Ci volevano due sguardi benevoli per sopportare la vista della Palermo devastata, violentata, stravolta: della chiesa di Santa Lucia al Borgo, completamente distrutta, si vedevano soltanto le colonne ioniche, via Emerico Amari aveva palazzi crollati per metà o del tutto e per terra i cumuli di macerie costringevano le biciclette a contorti passaggi obbligati. Elda e Pietro, come gli altri ragazzi italiani di quel dopoguerra, sembravano cuccioli svezzati nello spazio angusto di una tana, per difendersi da un predatore sempre diverso e sempre in agguato: bombe, soldati tedeschi e poi soldati americani. Avevano le zampe che volevano scalciare perché nulla era ancora stato loro concesso dei desideri della giovinezza, come correre a perdifiato, schiamazzare per strada, ridere sotto un lampione. Non erano ancora riusciti a godere della conquista degli spazi della loro città, rimasta troppo a lungo buia e nemica; e invece adesso si accorgevano che potevano averla, straziata e impoverita ma finalmente propria, con la natura che prorompeva a ogni costo in quella tiepida serata primaverile, con l’odore del mare che s’imponeva sull’olezzo delle carogne, con il profumo del glicine e delle pomelie che scacciava il puzzo del gas nebbiogeno e delle bruciature del tritolo. Una luna affettuosa li accompagnava proteggendoli dall’oscuramento, com’era bella Elda col suo vestitino di rayon a fiori scovato in una balla degli aiuti americani, con i ricci biondi che sfuggivano alle forcine! Come era allegro Pietro con le maniche della camicia arrotolate, il bottone del colletto aperto e i capelli finalmente in disordine!
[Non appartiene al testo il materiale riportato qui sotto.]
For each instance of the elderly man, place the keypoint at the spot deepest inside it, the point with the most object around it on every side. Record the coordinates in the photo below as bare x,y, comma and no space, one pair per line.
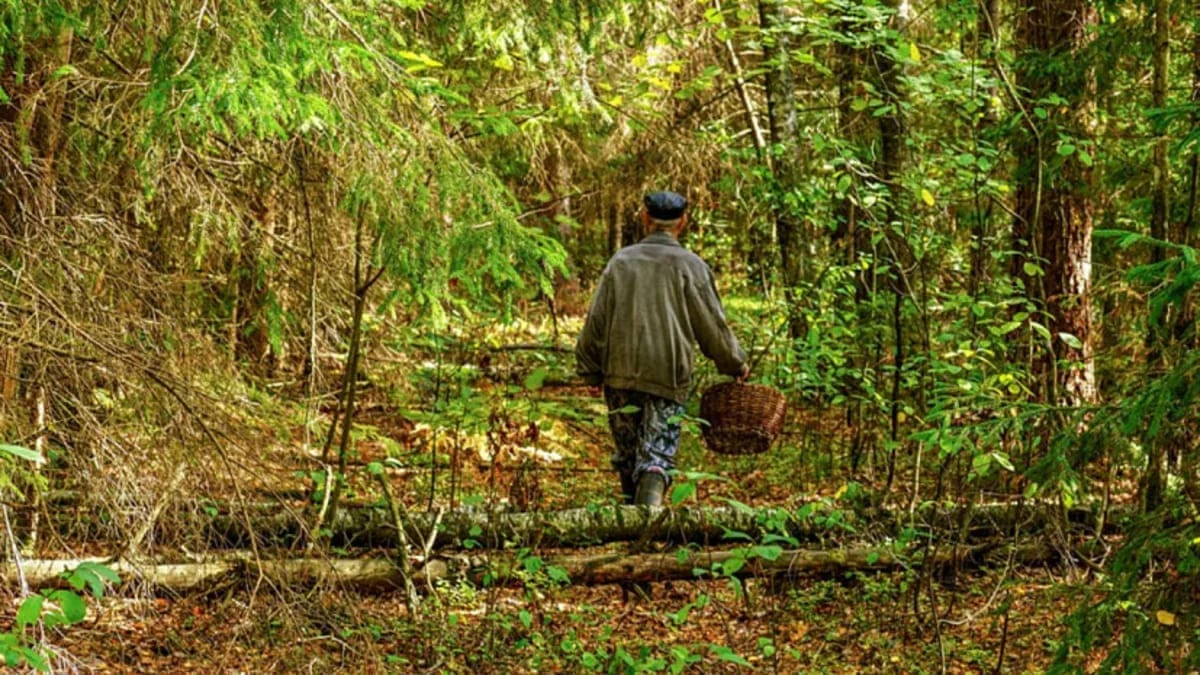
654,302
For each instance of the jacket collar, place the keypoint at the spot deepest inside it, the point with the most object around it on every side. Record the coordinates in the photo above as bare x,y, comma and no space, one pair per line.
660,238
Man mano che risalivano quella via, allontanandosi dal mare, essa sembrava più composta, lo era la piazza Politeama e anche la via Villafranca, dove le rovine erano circoscritte attorno a qualche palazzo abbattuto. Pietro non sarebbe mai voluto giungere a destinazione e neanche lei, che pedalava sempre più lentamente standogli a fianco, annusando il suo odore e cercando di cogliere di nuovo quel respiro che aveva ascoltato entrando in tipografia, ma dovette arrendersi al cospetto del suo portone:
“Io sono arrivata, sei stato gentile ad accompagnarmi… grazie…. ”
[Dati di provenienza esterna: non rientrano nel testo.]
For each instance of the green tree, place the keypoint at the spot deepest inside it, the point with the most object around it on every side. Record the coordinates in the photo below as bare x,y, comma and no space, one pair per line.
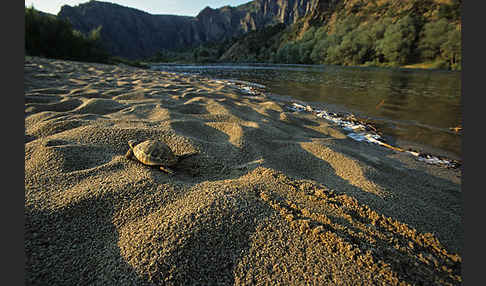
397,45
434,35
451,49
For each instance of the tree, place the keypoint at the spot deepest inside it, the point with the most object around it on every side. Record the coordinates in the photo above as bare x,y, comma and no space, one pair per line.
398,41
434,35
451,49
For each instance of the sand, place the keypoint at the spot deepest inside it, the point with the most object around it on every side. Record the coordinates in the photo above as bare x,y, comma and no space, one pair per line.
272,197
Elda entrò nel portone con la bicicletta in spalla mentre Pietro le teneva l’anta aperta, poi lei sistemò la bici nel sottoscala e si scambiarono un ciao trasognato prima che s’incamminasse su per i gradini, Pietro restò a guardarla con la testa che gli formicolava e gli occhi neri appuntati sulle sue spalle, quasi la sorreggevano mentre saliva. Fu tutto lì, ma da allora in redazione parlarono più spesso.
“Tutto sommato… – le disse Pietro un giorno – mi piace lavorare qui piuttosto che in Federazione: scrivere, leggere, avrei dovuto studiare Filosofia come Ignazio, non so neanche perché mi sono iscritto a Giurisprudenza, forse per non deludere mio padre che ci teneva tanto.”
“Sembri Giulio – rispose Elda – anche lui non vede l’ora di lasciare lo studio di mio padre per dedicarsi ai suoi interessi.”
“Giulio è eclettico, sa spaziare da un campo all’altro… ma sa anche essere leggero e profondo allo stesso tempo…”
Poi Elda e Pietro iniziarono a leggere ognuno gli articoli dell’altro, commentandoli e dando dei suggerimenti, parlavano del piacere di scrivere e di quello di leggere, si scambiavano manuali di teoria politica ma ogni tanto ci scappava la buona letteratura e poi lui amava la filosofia e le chiedeva delle lezioni del professore Fazio. A Elda sembrava irreale poter provare per la stessa persona attrazione fisica e condivisione dei propri interessi, tanto irreale che aveva paura che la cosa non potesse funzionare.
Ogni tanto veniva in redazione suo fratello Ignazio ed Elda pensava che quei due si adoravano quanto lei e Giulio.
“Cane vile come stai?” – chiedeva Pietro abbracciando suo fratello.
“Canazzo, che si dice qui? Che avete scritto sullo sciopero?” – gli chiedeva Ignazio.
“Ma perché vi chiamate cane, fra voi due?” – chiedeva poi Elda a Pietro.
“Boh, non lo so – rispondeva lui – è un’abitudine di famiglia, anche mio padre chiamiamo così!”
“Anche vostro padre? Sua Eccellenza?” – diceva Elda ridendo.
“A casa non è più Sua Eccellenza.” – ridendo anche lui.
I redattori del giornale si spostavano nei paesi dell’entroterra per poter riportare i resoconti degli incontri col mondo contadino e il caporedattore chiese a Elda di fare delle interviste alle donne di quei paesi:
“A me farebbe piacere – si confidò poi con Pietro – ma come faccio a dirlo ai miei?”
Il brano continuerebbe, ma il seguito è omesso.